Nem sempre a convalescença proporciona o luxo da leitura ou das boas ideias literárias. Custa muito passar mal e é desgostoso ter de atravessar horas e horas em função do próprio mal-estar.
Foi mais ou menos assim que me vi convalescente, exausta, entediada, atenta e monotemática, impedida de escrever a crônica do mês dentro do prazo. Na virada do ano, sequestrada pelo aparato dos cuidados médicos pós-operatórios por conta de uma questão não grave nem aguda, mas também não desimportante, tive de fazer a passagem abraçada ao ceticismo. Velho amigo, velho inimigo.
Você sabe como se chama a flor branca que nos puxa para o futuro? O ceticismo abre a boca e diz que não há futuro, e muito em breve não haverá flores brancas. O ceticismo ri com a boca cheia de dentes. Laurie Anderson tem um poema sobre o nome das flores brancas.
Havendo seres sencientes, haverá poemas sobre o que nos empurra para o futuro, haverá ainda e apesar de tudo aceleração dos corpos que se sentem atraídos mutuamente, flores brancas cujo nome nos escapa, o sem sentido dos tempos.
A distância entre a descrição médica de como tudo vai se passar no futuro e como tudo de fato se passa no presente pós-cirúrgico é sempre maior que a distância entre fato e ficção, superstição e realidade, mito e verdade, a intenção da escritora e o seu romance publicado.
Romances são maquetes, são modelos, dizia Barthes, são um tipo especial de simulação do mundo; já as descrições médicas são simulações das próprias descrições médicas, remetendo aos sonhos descritos em livros imaginados pela medicina. Por isso, talvez, a caligrafia médica seja frequentemente uma caligrafia de outra espécie, matéria onírica, como os nomes de fantasia, uma literatura para detetives, palavras com que as próprias palavras sonham em se vestir.
Das coisas que chamam atenção no ambiente hospitalar, o fato de os decoradores desses espaços terem achado razoável e até inteligente adotar a estética dos shoppings diz algo sobre nossa indigência. Há crematórios que também se esforçam por parecer shoppings, e é talvez por isso que alguns shoppings se pareçam tanto com o inferno.

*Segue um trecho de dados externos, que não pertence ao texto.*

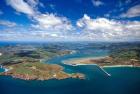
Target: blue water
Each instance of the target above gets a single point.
(2, 69)
(123, 80)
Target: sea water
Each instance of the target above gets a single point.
(123, 80)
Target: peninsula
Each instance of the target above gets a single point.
(25, 62)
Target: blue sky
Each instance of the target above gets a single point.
(69, 20)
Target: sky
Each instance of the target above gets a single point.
(69, 20)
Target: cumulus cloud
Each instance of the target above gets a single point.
(105, 29)
(97, 3)
(7, 23)
(52, 22)
(21, 6)
(49, 22)
(1, 12)
(132, 12)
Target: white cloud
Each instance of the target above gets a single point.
(7, 23)
(49, 22)
(132, 12)
(97, 3)
(1, 12)
(21, 6)
(105, 29)
(52, 22)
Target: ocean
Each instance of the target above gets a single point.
(123, 80)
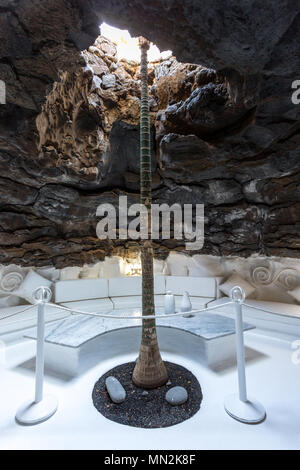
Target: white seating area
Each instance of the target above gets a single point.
(100, 295)
(103, 295)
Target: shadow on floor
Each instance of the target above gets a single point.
(251, 355)
(29, 366)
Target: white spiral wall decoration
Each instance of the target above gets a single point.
(288, 278)
(10, 281)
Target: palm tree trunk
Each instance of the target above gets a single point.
(150, 371)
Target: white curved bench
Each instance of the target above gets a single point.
(74, 344)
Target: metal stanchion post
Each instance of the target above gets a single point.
(239, 406)
(43, 407)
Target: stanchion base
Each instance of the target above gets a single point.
(251, 411)
(34, 413)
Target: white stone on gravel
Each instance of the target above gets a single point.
(115, 390)
(176, 395)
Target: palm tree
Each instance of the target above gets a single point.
(150, 371)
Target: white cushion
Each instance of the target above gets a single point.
(132, 285)
(158, 266)
(71, 273)
(236, 280)
(90, 271)
(50, 273)
(31, 282)
(195, 272)
(128, 301)
(135, 301)
(159, 285)
(80, 289)
(112, 267)
(125, 286)
(295, 293)
(92, 305)
(195, 286)
(9, 301)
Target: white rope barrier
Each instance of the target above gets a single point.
(43, 406)
(18, 312)
(137, 317)
(238, 406)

Enquanto aguardava o tomógrafo começar a funcionar, pude admirar a fotografia de uma copa de árvore em contraluz que decorava o teto da sala. O contraste entre o cheiro da sala e o não cheiro da árvore era atordoante. A imagem era bem-feita, bem-impressa, montada em caixas de luz. Tão artificialmente real, que eu quase poderia dizer que, de fato, fiquei um tempo sob aquela árvore aguardando a chegada da técnica, absorvendo os feixes reluzentes que atravessavam a copa verdejante e batiam sobre meus olhos, ofuscando um pouco a visão. Quanto tempo estive ali? Não sei o que pensar sobre esse tipo de imagem que dá tapinhas no nosso ombro e diz, com uma voz falseada, vai ficar tudo bem, querida. Por outro lado, a imagem fala comigo e me diz com eloquência que odeio estar naquele lugar onde estou, à espera da técnica do aparelho há vários minutos, o que ao menos me deu tempo para decidir que desta vez vou me recusar a tomar o contraste, e se me perguntarem vou dizer que já estou quase vomitando antes de tomar qualquer coisa.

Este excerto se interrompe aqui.